Wednesday, October 26, 2016

ABA names recipients of Stonewall Award honoring LGBT advancements in the legal profession

Three longstanding LGBT legal activists will be honored by the American Bar Association Commission on Sexual Orientation and Gender Identity with its fifth annual Stonewall Award during a ceremony on Feb. 4, 2017, at the ABA Midyear Meeting in Miami.

Named after the New York City Stonewall Inn police raid and riot of June 28, 1969, which was a turning point in the gay rights movement, the award recognizes lawyers who have considerably advanced lesbian, gay, bisexual and transgender individuals in the legal profession and successfully championed LGBT legal causes.

The 2017 award recipients:

Kevin Cathcart, the executive director of Lambda Legal, the nation’s oldest and largest LGBT legal organization from 1992 until his retirement in 2016, was the longest serving head of a major national LGBT nonprofit organization. He helped change the legal landscape for LGBT people with the organization’s work on three historic Supreme Court cases: Romer v. Evans, Lawrence v. Texas and Obergefell v. Hines. Under his leadership, Lambda Legal now has a docket of more than 100 cases, more than 100 staff members and offices in five U.S. cities. A graduate of Richard Stockton State College in New Jersey, the Harvard Graduate School of Education and Northeastern School of Law, he was executive director of GLAD in Boston from 1984-92.

Diana K. Flynn, chief of the Appellate Section of the Civil Rights Division at the U.S. Department of Justice, was instrumental in her office’s legal counsel project that laid the groundwork for the division’s application of current sex discrimination laws to prohibit discrimination based on gender nonconformity and gender identity. Under her direction, the Appellate Section has filed more than 2,000 briefs in federal courts and has maintained a success rate of more than 80 percent. She also managed the division’s efforts in connection with the marriage equality cases, including Obergefell v. Hines, decided by the Supreme Court in 2015. A graduate of the University of Rochester in New York and Yale Law School, Flynn is the first person of trans history to serve openly in a number of senior capacities in the federal government and the legal profession.

Tonya Parker, judge of the 116th Civil District Court in Dallas County, Texas, received national and international media attention when, after her election in 2010, she declined to officiate weddings until every couple in Texas, including gay and lesbian couples, could get married.
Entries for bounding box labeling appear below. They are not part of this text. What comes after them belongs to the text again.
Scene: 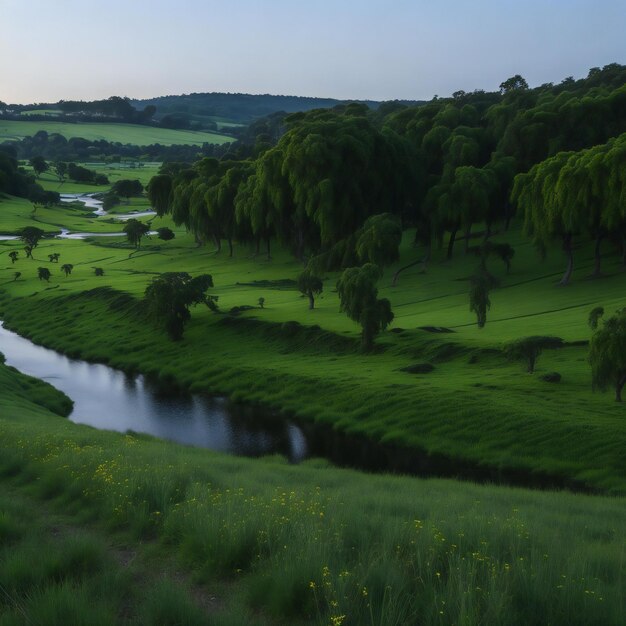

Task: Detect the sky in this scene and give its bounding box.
[0,0,626,104]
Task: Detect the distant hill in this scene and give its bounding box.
[130,93,415,128]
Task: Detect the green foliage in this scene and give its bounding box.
[469,268,495,328]
[356,213,402,267]
[19,226,46,247]
[589,309,626,402]
[122,217,150,250]
[61,263,74,276]
[337,263,394,351]
[504,336,563,374]
[144,272,213,341]
[296,267,324,310]
[37,267,52,282]
[587,306,604,330]
[157,226,176,241]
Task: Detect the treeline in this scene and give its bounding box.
[0,96,156,124]
[131,93,386,124]
[0,130,229,162]
[0,146,60,205]
[143,64,626,271]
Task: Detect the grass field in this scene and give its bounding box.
[0,195,626,493]
[24,162,161,193]
[0,364,626,626]
[0,120,233,146]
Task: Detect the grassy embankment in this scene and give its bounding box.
[0,356,626,626]
[0,195,626,494]
[0,120,233,146]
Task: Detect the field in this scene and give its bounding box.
[0,120,233,146]
[0,195,626,493]
[0,194,626,626]
[0,358,626,626]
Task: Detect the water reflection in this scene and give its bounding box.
[0,325,307,462]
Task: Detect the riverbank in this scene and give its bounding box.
[0,356,626,626]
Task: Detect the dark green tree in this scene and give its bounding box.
[37,267,52,282]
[504,336,563,374]
[123,217,150,250]
[29,156,50,178]
[469,268,495,328]
[146,174,173,217]
[111,178,143,204]
[337,263,393,351]
[54,161,67,182]
[157,226,176,241]
[296,268,324,310]
[589,309,626,402]
[144,272,213,341]
[19,226,46,250]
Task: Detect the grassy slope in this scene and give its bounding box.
[0,200,626,493]
[0,358,626,626]
[0,120,233,146]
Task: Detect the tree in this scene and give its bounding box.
[123,218,150,250]
[37,267,52,282]
[470,268,495,328]
[19,226,46,250]
[111,178,143,204]
[354,213,402,266]
[54,161,67,182]
[500,74,528,94]
[504,336,563,374]
[29,156,50,178]
[337,263,393,351]
[146,174,173,217]
[157,226,176,241]
[587,306,604,330]
[589,309,626,402]
[144,272,213,341]
[297,268,324,310]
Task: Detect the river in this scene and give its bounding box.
[0,323,308,462]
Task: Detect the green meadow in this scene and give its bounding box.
[0,193,626,626]
[0,195,626,493]
[0,120,233,146]
[0,356,626,626]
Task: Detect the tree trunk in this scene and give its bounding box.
[447,228,458,261]
[465,224,472,254]
[615,375,626,402]
[559,234,574,285]
[591,233,605,278]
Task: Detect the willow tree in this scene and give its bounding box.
[337,263,393,351]
[204,161,252,257]
[146,174,173,217]
[589,309,626,402]
[511,152,584,285]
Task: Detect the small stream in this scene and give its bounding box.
[0,322,308,462]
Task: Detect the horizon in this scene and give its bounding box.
[0,0,626,104]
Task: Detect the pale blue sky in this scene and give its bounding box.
[0,0,626,103]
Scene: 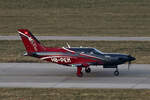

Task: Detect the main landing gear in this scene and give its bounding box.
[114,66,119,76]
[76,67,91,77]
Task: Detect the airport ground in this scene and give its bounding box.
[0,63,150,100]
[0,40,150,64]
[0,0,150,37]
[0,0,150,100]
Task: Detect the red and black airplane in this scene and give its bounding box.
[18,29,135,77]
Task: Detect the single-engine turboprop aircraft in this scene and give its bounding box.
[18,29,135,77]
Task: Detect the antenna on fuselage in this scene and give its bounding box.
[67,42,71,48]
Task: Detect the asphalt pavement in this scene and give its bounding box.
[0,36,150,41]
[0,63,150,89]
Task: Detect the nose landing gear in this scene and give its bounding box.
[85,67,91,73]
[114,66,119,76]
[76,67,83,77]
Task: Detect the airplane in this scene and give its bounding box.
[18,29,136,77]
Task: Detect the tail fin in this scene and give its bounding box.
[18,29,44,53]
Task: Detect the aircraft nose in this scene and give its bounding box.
[128,55,136,61]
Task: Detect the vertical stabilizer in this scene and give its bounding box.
[18,29,44,53]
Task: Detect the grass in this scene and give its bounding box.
[0,40,150,64]
[0,0,150,36]
[0,88,150,100]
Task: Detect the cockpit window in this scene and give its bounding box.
[68,48,103,55]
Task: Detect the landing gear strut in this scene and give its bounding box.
[114,66,119,76]
[76,67,83,77]
[85,67,91,73]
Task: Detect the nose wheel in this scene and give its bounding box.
[85,67,91,73]
[76,67,83,77]
[114,66,119,76]
[114,70,119,76]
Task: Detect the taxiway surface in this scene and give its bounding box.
[0,63,150,89]
[0,36,150,41]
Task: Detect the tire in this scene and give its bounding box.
[85,68,91,73]
[114,71,119,76]
[77,72,83,77]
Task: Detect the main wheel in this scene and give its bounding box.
[85,67,91,73]
[114,70,119,76]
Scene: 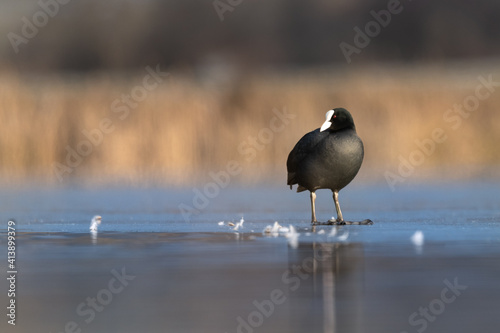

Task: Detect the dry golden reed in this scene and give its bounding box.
[0,63,500,186]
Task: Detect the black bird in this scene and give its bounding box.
[286,108,372,224]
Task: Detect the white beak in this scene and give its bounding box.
[319,110,335,132]
[319,120,332,132]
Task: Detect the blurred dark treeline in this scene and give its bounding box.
[0,0,500,71]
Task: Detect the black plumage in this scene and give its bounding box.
[286,108,371,224]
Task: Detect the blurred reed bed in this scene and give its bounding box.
[0,63,500,186]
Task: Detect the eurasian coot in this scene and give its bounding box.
[286,108,371,224]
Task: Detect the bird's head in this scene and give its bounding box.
[319,108,356,132]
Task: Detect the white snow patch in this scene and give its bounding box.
[410,230,424,246]
[285,225,300,249]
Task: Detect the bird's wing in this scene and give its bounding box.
[286,128,328,186]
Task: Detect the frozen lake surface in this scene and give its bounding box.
[0,182,500,333]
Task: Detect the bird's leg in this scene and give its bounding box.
[311,191,318,224]
[333,191,345,224]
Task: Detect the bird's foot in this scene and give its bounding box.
[326,219,373,225]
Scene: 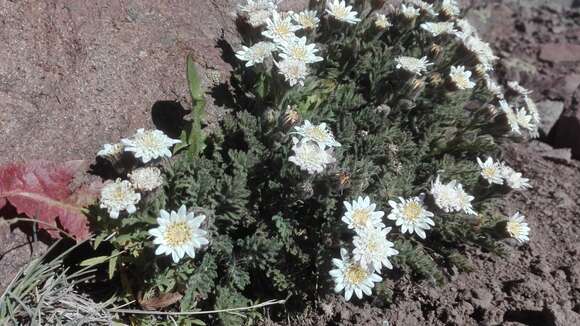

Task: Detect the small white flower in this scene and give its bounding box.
[236,42,276,67]
[239,0,278,27]
[326,0,360,24]
[288,137,336,174]
[292,10,320,30]
[278,36,322,63]
[352,228,399,273]
[149,205,209,263]
[121,128,181,163]
[455,19,477,40]
[506,212,530,243]
[421,22,457,36]
[395,56,432,76]
[463,36,497,71]
[441,0,460,17]
[262,11,300,43]
[477,157,503,185]
[97,143,123,160]
[449,66,475,90]
[293,120,340,149]
[400,4,421,20]
[329,249,383,301]
[508,81,532,96]
[341,196,385,230]
[499,100,521,135]
[375,14,393,29]
[484,74,504,100]
[407,0,436,15]
[455,183,477,215]
[275,59,309,86]
[501,164,532,190]
[431,176,477,215]
[128,167,163,191]
[387,197,435,239]
[100,179,141,219]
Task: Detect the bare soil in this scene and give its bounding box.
[0,0,580,326]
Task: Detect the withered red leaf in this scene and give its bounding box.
[0,161,100,241]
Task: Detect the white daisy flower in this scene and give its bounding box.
[352,228,399,273]
[262,11,300,44]
[100,179,141,219]
[329,249,383,301]
[387,197,435,239]
[400,3,421,20]
[501,164,532,190]
[97,143,123,160]
[455,183,477,215]
[292,120,340,149]
[477,157,503,185]
[449,66,475,90]
[121,128,181,163]
[341,196,385,230]
[292,10,320,30]
[239,0,278,27]
[236,42,276,67]
[455,19,477,40]
[326,0,360,24]
[395,56,432,76]
[407,0,436,15]
[288,137,336,174]
[275,59,309,86]
[128,167,163,191]
[484,74,504,100]
[278,36,322,63]
[375,14,393,29]
[149,205,209,263]
[441,0,460,17]
[421,22,456,36]
[463,36,497,71]
[508,81,532,96]
[499,100,521,135]
[506,212,530,243]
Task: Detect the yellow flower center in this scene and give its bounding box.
[403,202,423,221]
[506,222,522,236]
[163,222,193,247]
[345,264,368,284]
[352,209,370,226]
[307,127,327,142]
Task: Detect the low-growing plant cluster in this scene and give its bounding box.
[2,0,539,325]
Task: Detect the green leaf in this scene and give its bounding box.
[79,256,111,267]
[187,56,205,158]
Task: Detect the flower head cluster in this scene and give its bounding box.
[149,205,209,263]
[289,120,340,174]
[387,197,435,239]
[449,66,475,90]
[421,22,456,36]
[431,176,477,215]
[330,197,399,301]
[100,179,141,219]
[121,128,181,163]
[395,56,432,76]
[506,212,530,243]
[128,167,163,191]
[326,0,360,24]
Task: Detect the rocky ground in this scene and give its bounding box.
[0,0,580,326]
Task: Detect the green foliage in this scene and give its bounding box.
[93,1,536,325]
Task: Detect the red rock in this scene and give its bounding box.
[540,43,580,63]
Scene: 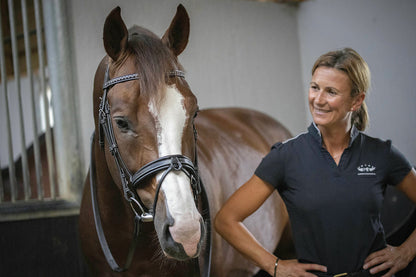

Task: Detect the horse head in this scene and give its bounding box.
[94,5,206,260]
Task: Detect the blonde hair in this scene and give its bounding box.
[312,48,371,131]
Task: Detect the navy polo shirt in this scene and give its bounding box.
[255,123,412,274]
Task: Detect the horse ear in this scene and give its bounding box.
[103,7,128,61]
[162,4,189,56]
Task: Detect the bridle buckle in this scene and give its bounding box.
[129,197,153,222]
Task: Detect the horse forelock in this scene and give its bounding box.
[110,26,183,103]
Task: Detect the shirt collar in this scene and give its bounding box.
[308,122,360,146]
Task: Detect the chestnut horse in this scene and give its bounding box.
[79,5,291,277]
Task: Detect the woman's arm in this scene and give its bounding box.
[214,175,326,276]
[364,169,416,277]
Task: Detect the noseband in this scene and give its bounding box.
[90,66,211,276]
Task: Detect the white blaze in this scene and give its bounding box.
[149,85,201,256]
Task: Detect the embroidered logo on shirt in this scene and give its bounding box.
[357,164,376,175]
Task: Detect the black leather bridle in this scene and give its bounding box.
[90,66,212,276]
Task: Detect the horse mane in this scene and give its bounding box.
[113,25,183,97]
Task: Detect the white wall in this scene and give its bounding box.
[70,0,306,164]
[298,0,416,164]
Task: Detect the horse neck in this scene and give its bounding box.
[93,138,133,224]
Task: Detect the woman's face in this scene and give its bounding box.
[308,67,364,132]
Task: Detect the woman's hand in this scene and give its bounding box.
[364,245,412,277]
[272,260,327,277]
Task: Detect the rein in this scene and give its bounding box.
[90,66,212,277]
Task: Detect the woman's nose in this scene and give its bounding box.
[314,90,326,105]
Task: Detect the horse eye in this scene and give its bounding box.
[114,117,130,132]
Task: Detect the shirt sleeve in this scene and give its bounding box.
[387,141,412,186]
[254,142,284,189]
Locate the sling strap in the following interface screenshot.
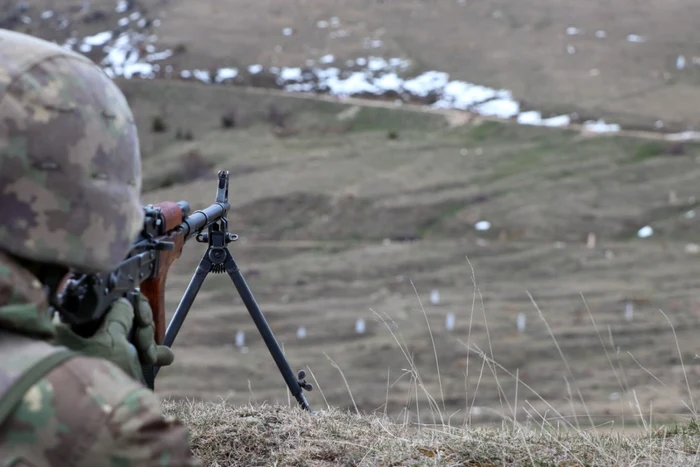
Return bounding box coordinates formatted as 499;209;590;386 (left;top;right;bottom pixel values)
0;329;76;425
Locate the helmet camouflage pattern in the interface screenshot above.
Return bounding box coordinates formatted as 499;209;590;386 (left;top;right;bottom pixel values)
0;29;143;272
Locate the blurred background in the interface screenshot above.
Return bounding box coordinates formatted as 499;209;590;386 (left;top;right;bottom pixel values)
8;0;700;428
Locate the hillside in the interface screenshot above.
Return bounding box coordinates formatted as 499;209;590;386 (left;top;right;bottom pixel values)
6;0;700;136
100;77;700;432
0;0;700;458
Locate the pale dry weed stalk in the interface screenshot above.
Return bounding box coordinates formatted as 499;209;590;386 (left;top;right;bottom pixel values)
165;258;700;466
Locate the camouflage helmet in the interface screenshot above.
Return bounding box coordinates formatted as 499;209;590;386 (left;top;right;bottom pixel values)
0;29;143;272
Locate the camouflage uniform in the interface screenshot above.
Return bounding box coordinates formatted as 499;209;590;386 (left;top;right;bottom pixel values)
0;29;200;467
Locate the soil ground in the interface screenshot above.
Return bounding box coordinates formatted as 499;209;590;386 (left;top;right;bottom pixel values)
4;0;700;427
120;81;700;425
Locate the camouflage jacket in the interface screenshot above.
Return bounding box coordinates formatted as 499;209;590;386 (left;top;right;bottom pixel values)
0;252;201;467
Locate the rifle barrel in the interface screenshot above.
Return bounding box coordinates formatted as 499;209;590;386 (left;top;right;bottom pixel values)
180;201;231;240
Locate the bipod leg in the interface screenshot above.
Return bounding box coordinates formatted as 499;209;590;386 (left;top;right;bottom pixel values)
153;249;212;378
224;248;311;412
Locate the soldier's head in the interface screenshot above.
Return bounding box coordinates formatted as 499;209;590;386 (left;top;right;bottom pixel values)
0;29;143;280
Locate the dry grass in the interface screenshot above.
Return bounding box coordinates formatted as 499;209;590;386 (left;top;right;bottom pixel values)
165;401;700;467
164;278;700;467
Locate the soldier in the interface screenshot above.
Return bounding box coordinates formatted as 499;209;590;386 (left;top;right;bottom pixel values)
0;29;200;467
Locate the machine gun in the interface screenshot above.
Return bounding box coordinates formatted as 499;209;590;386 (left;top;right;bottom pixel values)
58;171;312;411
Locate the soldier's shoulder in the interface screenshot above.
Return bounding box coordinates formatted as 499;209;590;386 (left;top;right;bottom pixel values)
0;356;199;467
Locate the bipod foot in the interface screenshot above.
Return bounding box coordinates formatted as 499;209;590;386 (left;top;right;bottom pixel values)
297;370;314;392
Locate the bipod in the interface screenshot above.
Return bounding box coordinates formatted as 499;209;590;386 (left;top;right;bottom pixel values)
151;217;313;412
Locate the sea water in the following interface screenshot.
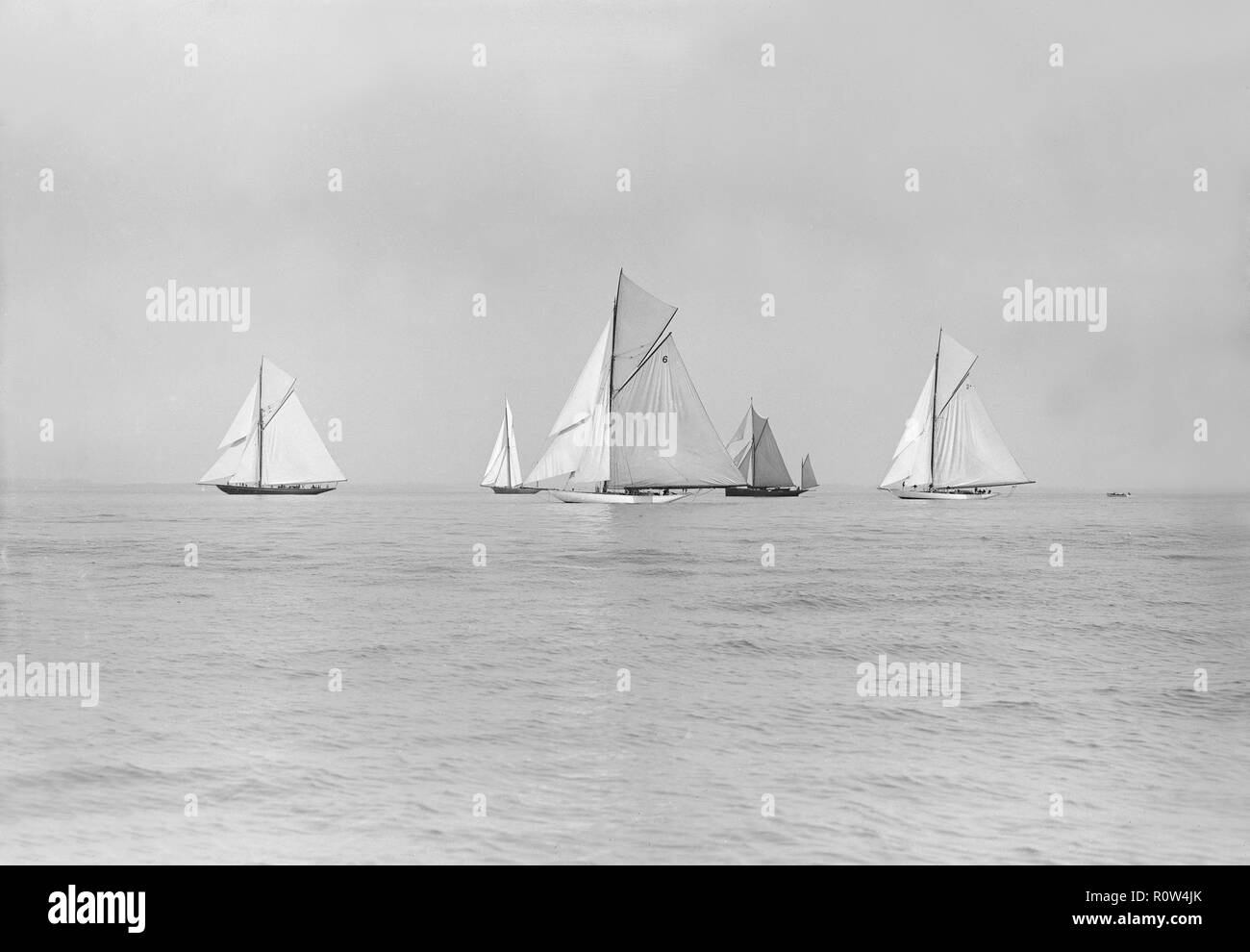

In 2013 and 2015, she received the Dallas Bar Association’s highest ratings of any civil district judge. In 2015 Judge Parker was named Trial Judge of the Year by the Dallas chapter of the American Board of Trial Advocates. A graduate of the University of North Texas and Southern Methodist University Dedman School of Law, Judge Parker is the first openly gay woman to be elected as county judge in Dallas and was previously a partner at two Dallas law firms.

“The American Bar Association is pleased to recognize these three gay rights pioneers. Each has been a forceful voice for LGBT inclusion and legal progress,” said Mark Johnson Roberts, chair of the ABA Commission on Sexual Orientation and Gender Identity.